A noção de que as reduções fiscais promovem o crescimento económico está enraizada na economia do lado da oferta, que postula que taxas de impostos mais baixas aumentam a produtividade, o emprego e a produção. A teoria é baseada na Curva de Laffer, desenvolvida em 1979 pelo economista Arthur Laffer. A curva mostra como os cortes de impostos afetam as receitas do governo.
Sugere que as receitas são zero quando a taxa de imposto é zero ou 100%. O governo pode aumentar as alíquotas até certo ponto, representado pelo pico da curva, e ainda aumentar as receitas. Mas o aumento das taxas de imposto pode reduzir as receitas e, inversamente, a redução das taxas de imposto pode aumentar as receitas quando as taxas de imposto estão na chamada “faixa proibitiva”.
Os impostos antes dos cortes devem estar na “faixa proibitiva” da curva para que os cortes fiscais tenham este impacto. Os defensores dos cortes de impostos de Bush argumentaram que a carga fiscal era onerosa na era Clinton, mas os críticos dos cortes de impostos de Bush argumentaram que o governo não estava na faixa proibitiva de taxas de impostos.
Na verdade, as receitas diminuíram em vez de aumentarem entre 2001 e 2003, quando os cortes fiscais de Bush foram inicialmente implementados. Eles não aumentaram até que os cortes fossem totalmente implementados.
Observação
Alguns economistas teorizam que a recessão pode ter desempenhado um papel na atenuação do potencial aumento das receitas resultante dos cortes fiscais. Mas observam que é difícil estimar até que ponto os cortes teriam aumentado as receitas na ausência de uma recessão.

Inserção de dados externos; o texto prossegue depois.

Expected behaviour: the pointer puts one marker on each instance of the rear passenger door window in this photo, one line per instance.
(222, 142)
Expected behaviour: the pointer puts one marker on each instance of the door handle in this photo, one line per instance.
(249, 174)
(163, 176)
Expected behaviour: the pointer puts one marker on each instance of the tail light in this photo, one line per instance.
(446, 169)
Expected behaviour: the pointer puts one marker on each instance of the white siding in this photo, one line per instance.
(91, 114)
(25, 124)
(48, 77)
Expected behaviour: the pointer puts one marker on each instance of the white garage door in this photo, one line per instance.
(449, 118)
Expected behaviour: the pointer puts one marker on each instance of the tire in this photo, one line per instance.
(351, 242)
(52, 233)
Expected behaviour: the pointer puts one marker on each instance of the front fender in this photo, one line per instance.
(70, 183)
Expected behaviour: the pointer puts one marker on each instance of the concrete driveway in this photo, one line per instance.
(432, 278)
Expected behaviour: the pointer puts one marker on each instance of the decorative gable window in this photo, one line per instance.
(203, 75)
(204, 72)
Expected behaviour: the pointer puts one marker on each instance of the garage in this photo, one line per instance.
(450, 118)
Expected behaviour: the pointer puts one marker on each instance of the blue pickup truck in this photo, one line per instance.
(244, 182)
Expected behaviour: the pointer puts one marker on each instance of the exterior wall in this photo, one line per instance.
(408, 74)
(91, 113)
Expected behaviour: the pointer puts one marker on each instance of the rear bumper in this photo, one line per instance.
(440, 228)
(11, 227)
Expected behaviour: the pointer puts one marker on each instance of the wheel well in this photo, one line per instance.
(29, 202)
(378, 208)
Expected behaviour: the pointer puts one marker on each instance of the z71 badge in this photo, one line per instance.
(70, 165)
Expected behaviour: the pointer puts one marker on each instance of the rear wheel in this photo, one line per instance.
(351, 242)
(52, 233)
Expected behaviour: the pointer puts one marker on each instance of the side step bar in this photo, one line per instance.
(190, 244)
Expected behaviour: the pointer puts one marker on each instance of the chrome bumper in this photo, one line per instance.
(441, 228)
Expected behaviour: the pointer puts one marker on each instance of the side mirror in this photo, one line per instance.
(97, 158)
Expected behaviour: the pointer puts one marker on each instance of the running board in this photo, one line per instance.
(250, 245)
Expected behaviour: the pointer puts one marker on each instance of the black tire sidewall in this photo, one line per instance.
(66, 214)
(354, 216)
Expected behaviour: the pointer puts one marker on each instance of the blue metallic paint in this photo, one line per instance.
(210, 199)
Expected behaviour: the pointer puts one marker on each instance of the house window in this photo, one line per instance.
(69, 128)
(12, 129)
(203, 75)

Cortes de impostos de Bush vs. Trump
Tanto os cortes fiscais das eras Bush como Trump aumentaram o défice e a dívida, mas os cortes fiscais do Presidente Bush ocorreram durante a recessão de 2001 e nos anos imediatamente seguintes. O corte de impostos do presidente Donald Trump ocorreu enquanto a economia estava solidamente na fase de expansão do ciclo económico.
O presidente Trump assinou a Lei de Reduções de Impostos e Empregos (TCJA) em 22 de dezembro de 2017. Ela cortou as taxas de imposto de renda individual, dobrou a dedução padrão e eliminou isenções pessoais.

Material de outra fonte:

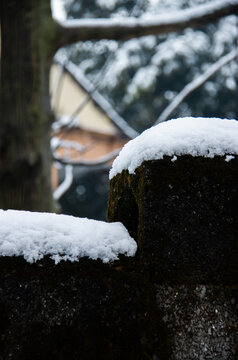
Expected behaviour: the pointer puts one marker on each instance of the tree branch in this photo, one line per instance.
(71, 31)
(100, 161)
(195, 84)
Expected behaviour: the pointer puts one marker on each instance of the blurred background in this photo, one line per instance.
(106, 92)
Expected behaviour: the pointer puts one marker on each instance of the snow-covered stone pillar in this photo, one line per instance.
(175, 188)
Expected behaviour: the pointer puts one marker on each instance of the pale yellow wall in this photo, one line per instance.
(69, 96)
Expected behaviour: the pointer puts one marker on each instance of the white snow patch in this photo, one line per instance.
(229, 158)
(58, 11)
(34, 235)
(195, 136)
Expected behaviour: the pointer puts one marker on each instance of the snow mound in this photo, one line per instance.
(194, 136)
(34, 235)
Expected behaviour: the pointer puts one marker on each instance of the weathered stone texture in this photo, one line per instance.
(184, 215)
(84, 310)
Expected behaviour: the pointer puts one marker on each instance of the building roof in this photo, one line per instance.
(75, 72)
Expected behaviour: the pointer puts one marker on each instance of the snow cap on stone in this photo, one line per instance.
(206, 137)
(34, 235)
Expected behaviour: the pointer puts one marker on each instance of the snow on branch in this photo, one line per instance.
(71, 31)
(195, 84)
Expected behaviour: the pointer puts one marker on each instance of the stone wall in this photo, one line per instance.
(175, 300)
(184, 216)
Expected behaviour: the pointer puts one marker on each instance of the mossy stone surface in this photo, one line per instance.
(83, 310)
(184, 216)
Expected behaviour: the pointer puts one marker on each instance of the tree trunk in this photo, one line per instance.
(27, 33)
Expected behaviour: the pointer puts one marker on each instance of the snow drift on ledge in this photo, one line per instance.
(194, 136)
(34, 235)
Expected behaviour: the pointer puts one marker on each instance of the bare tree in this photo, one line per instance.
(29, 38)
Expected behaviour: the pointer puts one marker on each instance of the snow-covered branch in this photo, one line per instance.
(195, 84)
(71, 31)
(83, 162)
(65, 185)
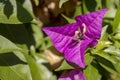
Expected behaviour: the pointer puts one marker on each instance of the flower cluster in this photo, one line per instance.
(73, 39)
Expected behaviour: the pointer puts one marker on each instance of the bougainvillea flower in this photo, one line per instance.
(73, 43)
(75, 74)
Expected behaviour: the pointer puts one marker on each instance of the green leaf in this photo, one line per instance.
(15, 11)
(64, 66)
(106, 56)
(116, 20)
(104, 34)
(7, 46)
(39, 71)
(37, 34)
(62, 2)
(102, 44)
(68, 19)
(90, 71)
(36, 2)
(117, 36)
(106, 64)
(88, 58)
(12, 68)
(112, 50)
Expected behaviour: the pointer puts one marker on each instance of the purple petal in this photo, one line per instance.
(61, 36)
(93, 23)
(75, 74)
(74, 53)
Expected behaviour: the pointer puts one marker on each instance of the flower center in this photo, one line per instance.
(78, 34)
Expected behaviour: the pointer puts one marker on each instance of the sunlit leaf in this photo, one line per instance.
(7, 46)
(15, 11)
(88, 58)
(64, 66)
(62, 2)
(90, 71)
(12, 68)
(116, 20)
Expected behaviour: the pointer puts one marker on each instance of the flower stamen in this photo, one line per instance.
(78, 34)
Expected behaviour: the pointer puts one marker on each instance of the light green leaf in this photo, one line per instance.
(36, 2)
(68, 19)
(15, 11)
(108, 68)
(38, 70)
(106, 64)
(64, 66)
(7, 46)
(116, 20)
(90, 71)
(106, 56)
(104, 34)
(112, 50)
(88, 58)
(62, 2)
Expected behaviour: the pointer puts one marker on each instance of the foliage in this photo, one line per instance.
(23, 43)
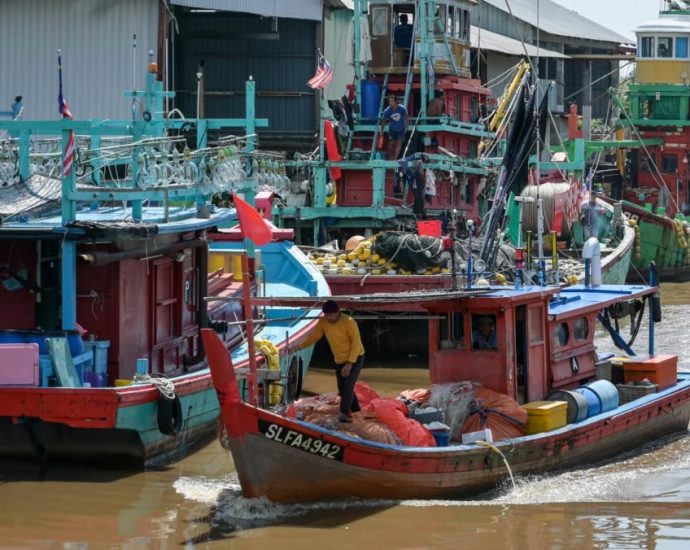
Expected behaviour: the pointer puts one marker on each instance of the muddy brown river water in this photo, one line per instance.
(641, 500)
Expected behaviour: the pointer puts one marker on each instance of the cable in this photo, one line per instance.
(163, 384)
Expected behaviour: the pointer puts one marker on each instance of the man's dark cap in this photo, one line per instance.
(330, 307)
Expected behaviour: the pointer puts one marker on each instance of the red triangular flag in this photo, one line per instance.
(252, 225)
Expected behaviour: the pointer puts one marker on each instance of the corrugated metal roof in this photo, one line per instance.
(294, 9)
(666, 23)
(96, 42)
(502, 44)
(559, 20)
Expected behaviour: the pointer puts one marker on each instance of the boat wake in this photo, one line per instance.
(656, 473)
(232, 511)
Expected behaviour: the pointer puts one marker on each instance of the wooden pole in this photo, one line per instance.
(249, 318)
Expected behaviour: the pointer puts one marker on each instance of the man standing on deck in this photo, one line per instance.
(589, 216)
(343, 337)
(396, 117)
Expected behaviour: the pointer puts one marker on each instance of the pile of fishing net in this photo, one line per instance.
(500, 413)
(454, 400)
(470, 407)
(410, 251)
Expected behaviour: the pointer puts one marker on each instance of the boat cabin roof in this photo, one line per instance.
(563, 302)
(176, 220)
(580, 299)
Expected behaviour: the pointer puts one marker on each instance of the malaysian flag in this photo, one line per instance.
(68, 159)
(323, 75)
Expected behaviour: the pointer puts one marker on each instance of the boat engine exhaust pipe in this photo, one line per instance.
(591, 252)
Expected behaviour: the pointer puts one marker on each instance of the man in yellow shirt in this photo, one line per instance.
(343, 337)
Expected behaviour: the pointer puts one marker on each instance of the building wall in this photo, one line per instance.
(95, 37)
(235, 46)
(336, 26)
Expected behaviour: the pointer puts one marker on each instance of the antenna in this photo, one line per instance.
(134, 62)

O plano reduziu a alíquota máxima de imposto individual de 39,6% para 37% e reduziu a alíquota de imposto corporativo de uma alíquota máxima de 35% para uma alíquota fixa de 21%. Os cortes corporativos são permanentes, enquanto as alterações individuais expiram no final de 2025.
Estima-se que o TCJA aumente o défice em 1 a 2 biliões de dólares entre 2018 e 2025. Só aumentará o crescimento em 0,7% anualmente, reduzindo assim parte da perda de receitas resultante dos cortes fiscais.
Perguntas frequentes (FAQ)
Como os cortes de impostos de Bush afetaram a economia?
O Centro de Prioridades Orçamentais e Políticas indica que os cortes fiscais de Bush aumentaram os défices, a dívida e a desigualdade de rendimentos.
Quanto é que os cortes fiscais de Bush pouparam os contribuintes?
O Presidente Bush indicou que as suas reduções fiscais proporcionaram aos contribuintes americanos 1,7 biliões de dólares em alívio até 2008.